The Courthouse Gallery & Studios is delighted to present a solo exhibition by Alan Magee, Ode to the Soft Centre. The preview of the exhibition will take place on Friday the 2nd of September from 6 to 9 pm.

The Exhibition will run until Saturday the 2nd of October 2021.

 

The Courthouse Gallery is delighted to present Ode to the Soft Centre, a solo exhibition by Irish artist Alan Magee, whose recent work addresses the turbulent relationship between labour, technology, and the body. The preview of the exhibition will take place on Friday the 2nd of September from 6 to 9 pm. The Exhibition will run until Saturday the 2nd of October 2021.

 

Incorporating video, sculpture, and drawing, the works overlap to form multi-layered and satisfying linkages between them, whilst the processes used in their creation span an even more diverse array.  Utilising Virtual reality, Ceramics, Robotics, Digital sculpture, 3D printing and Drawing, Magee questions modern capitalisms effect on the human condition, in particular, the labour of the handmade. In this show, as with much of Magee’s practice, the often-humorous works provide immediate enjoyment, while allowing for a deeper reading.
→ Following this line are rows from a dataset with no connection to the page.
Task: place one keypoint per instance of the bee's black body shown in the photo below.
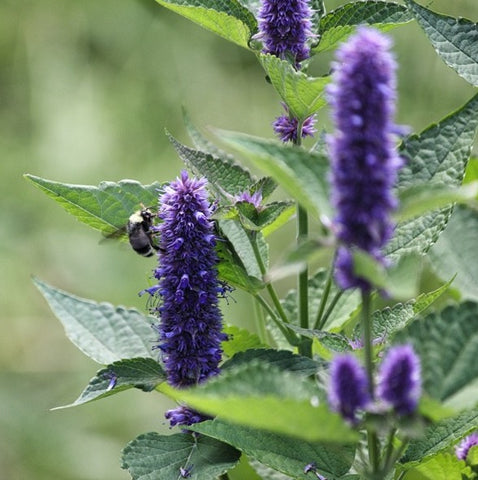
(139, 232)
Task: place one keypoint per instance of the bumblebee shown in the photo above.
(140, 234)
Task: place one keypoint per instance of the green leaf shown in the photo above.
(106, 207)
(439, 154)
(454, 39)
(142, 373)
(154, 456)
(226, 18)
(448, 360)
(443, 466)
(441, 436)
(283, 360)
(456, 252)
(269, 217)
(104, 333)
(239, 340)
(302, 174)
(224, 175)
(285, 454)
(421, 199)
(262, 396)
(337, 25)
(303, 95)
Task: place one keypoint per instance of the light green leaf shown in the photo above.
(106, 207)
(226, 18)
(443, 466)
(456, 252)
(303, 95)
(447, 343)
(224, 175)
(142, 373)
(239, 340)
(337, 25)
(285, 454)
(264, 397)
(104, 333)
(439, 154)
(302, 174)
(454, 39)
(441, 436)
(153, 456)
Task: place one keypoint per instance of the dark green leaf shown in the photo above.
(303, 95)
(224, 175)
(280, 359)
(239, 340)
(441, 436)
(106, 207)
(104, 333)
(447, 343)
(153, 456)
(337, 25)
(226, 18)
(142, 373)
(456, 252)
(302, 174)
(437, 155)
(285, 454)
(454, 39)
(262, 396)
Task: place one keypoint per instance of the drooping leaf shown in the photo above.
(441, 435)
(106, 207)
(302, 94)
(454, 39)
(264, 397)
(285, 454)
(337, 25)
(228, 19)
(101, 331)
(172, 457)
(142, 373)
(283, 360)
(456, 252)
(302, 174)
(447, 343)
(225, 176)
(239, 340)
(439, 154)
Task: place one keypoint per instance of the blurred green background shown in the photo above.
(86, 91)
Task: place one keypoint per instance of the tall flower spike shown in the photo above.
(462, 449)
(285, 28)
(399, 379)
(363, 155)
(190, 326)
(348, 390)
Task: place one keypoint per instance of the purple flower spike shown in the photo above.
(348, 390)
(285, 127)
(285, 28)
(190, 328)
(399, 379)
(462, 449)
(363, 155)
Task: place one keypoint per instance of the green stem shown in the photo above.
(290, 336)
(367, 335)
(323, 301)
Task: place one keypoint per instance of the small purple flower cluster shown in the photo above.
(190, 327)
(365, 162)
(285, 27)
(286, 127)
(398, 384)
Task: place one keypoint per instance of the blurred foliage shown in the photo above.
(86, 91)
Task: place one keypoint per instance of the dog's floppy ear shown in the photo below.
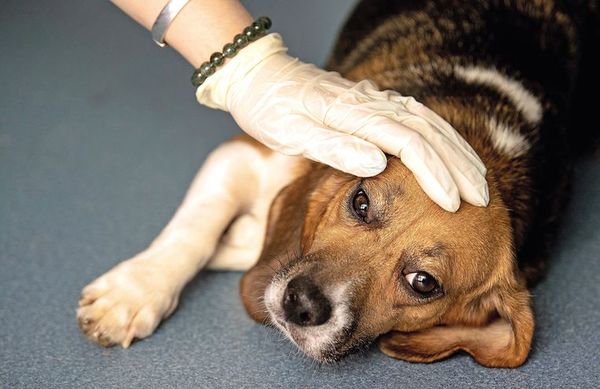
(504, 341)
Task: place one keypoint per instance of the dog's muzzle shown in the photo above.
(304, 304)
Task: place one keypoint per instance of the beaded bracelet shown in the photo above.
(251, 33)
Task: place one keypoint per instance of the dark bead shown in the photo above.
(250, 33)
(258, 28)
(240, 41)
(265, 21)
(197, 78)
(207, 68)
(217, 59)
(229, 50)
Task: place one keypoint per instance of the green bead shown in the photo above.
(217, 59)
(258, 28)
(206, 69)
(197, 78)
(229, 50)
(250, 34)
(265, 22)
(240, 41)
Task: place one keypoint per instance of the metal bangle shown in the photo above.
(164, 20)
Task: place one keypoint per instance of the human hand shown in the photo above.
(298, 109)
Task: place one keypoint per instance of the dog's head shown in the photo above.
(347, 260)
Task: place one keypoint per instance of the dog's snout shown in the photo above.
(304, 304)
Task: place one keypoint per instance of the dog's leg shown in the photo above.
(239, 179)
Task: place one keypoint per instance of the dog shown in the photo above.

The works on display are conceptually tethered to the labour of their making, and as such can be read as performance as much as sculpture. 

 

In The problem of Materialisation, Magee investigates the complex nature of immateriality and the role of the labouring body, as he uses gaming software in the creation a digital sculpture. The viewer is presented with various incarnations of the work, alluding to problems drawn from Benjamin's notion of the Aura, and Baudrillard’s Simulation and simulacra.  In the work Celestial Machines, the artist explores ideas of creativity, agency and the handmade. On viewing the work, various hierarchies immerge, such as worker/management, human/God etc. that pose questions around the political and social consequences of the rapid development of technology. This is also seen in the Immaterial Organ Series, where Magee combines the ancient and modern in a process of materialising the immaterial, which further amplifies the disconnect between the body and the mind.

 

In Ode to the Soft Centre, Magee sets up (and simultaneously undermines) several dichotomies, such as material/immaterial, work/labour, process/artefact etc. This can be understood not only from the works themselves but also from the curation. As the exhibition has been separated into two zones, with elements of each work existing across both zones, the viewer is required to move back and forth between them, building and rebuilding on top of their initial reading.